The UN formation rate is about 20 Sv with the deepest convection collocated with a region of large, negative net annual heat flux in the Labrador Sea. The overturning is close to observational estimates (Gent et al. 1997), but there is little Atlantic surface inflow or net water-mass formation in the Nordic Seas marked by too cold SSTs and weak cooling along the Norwegian coast. The strong under-ice restoring and zonal Fourier filtering combine to produce large-scale freshwater fluxes of alternating sign in the Arctic (Figs. 4 and 8) that, however, tend to cancel out over the basin mean (Fig. 13). The deep Arctic ventilation south of Spitsbergen is disconnected from the main thermohaline cell, and the large heat and freshwater fluxes along the east Greenland coast (Fig. 8) are associated with the strong under-ice restoring term and the model’s inability to represent the narrow outflow current of cold, fresh Arctic water.

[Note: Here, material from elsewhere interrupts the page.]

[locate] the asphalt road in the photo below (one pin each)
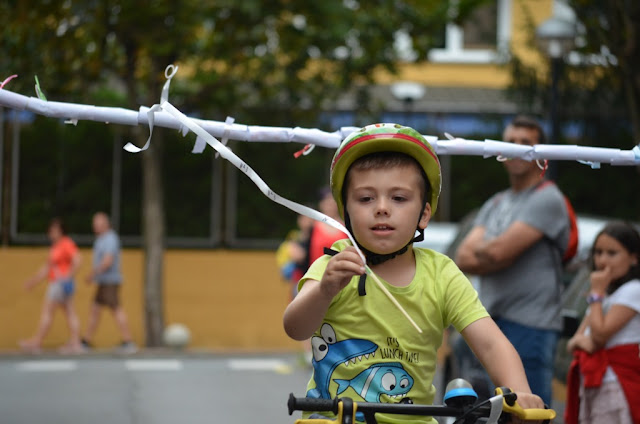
(136, 390)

The CO Southern Ocean surface waters are slightly cooler and significantly saltier than STR and Levitus (1982) along the coast and warmer (1.0°–2.5°) and fresher (0.5 psu) offshore (Fig. 9). The combination of more saline coastal water and stronger haline forcing generates nearly 15 Sv of dense Antarctic Bottom Water (σ_θ 28.0–28.2 kg m⁻³; Fig. 13), compared with 3–5 Sv in the real ocean, and is a major contributor to the CSM’s deep-ocean drift (Bryan 1998). Deep water formation in the UN model is isolated to the central Weddell Sea and to a lesser degree the Ross Sea and is supported by a negative net annual heat freshwater losses from the under-ice restoring terms. Only about 4 Sv of a less dense Antarctic Bottom Water (σ_θ 27.7–28.0 kg m⁻³) are formed in the UN model, closer to the observational estimates.

There is an indication of 1–2 Sv of intermediate water formation near 26.8–27.3σ_θ kg m⁻³ by haline processes in the CO North Pacific (Fig. 10). The central Bering Sea is a site of net cooling in both model solutions and the NCEP-STR climatology, but the cause appears to differ. The cooling region in the CO model is located in the central Bering Sea in the ice-melt zone, while a narrow, coastal feature is observed in the UN and NCEP-STR fields abutting the Siberian coast related to cold, dry surface air in the NCEP data.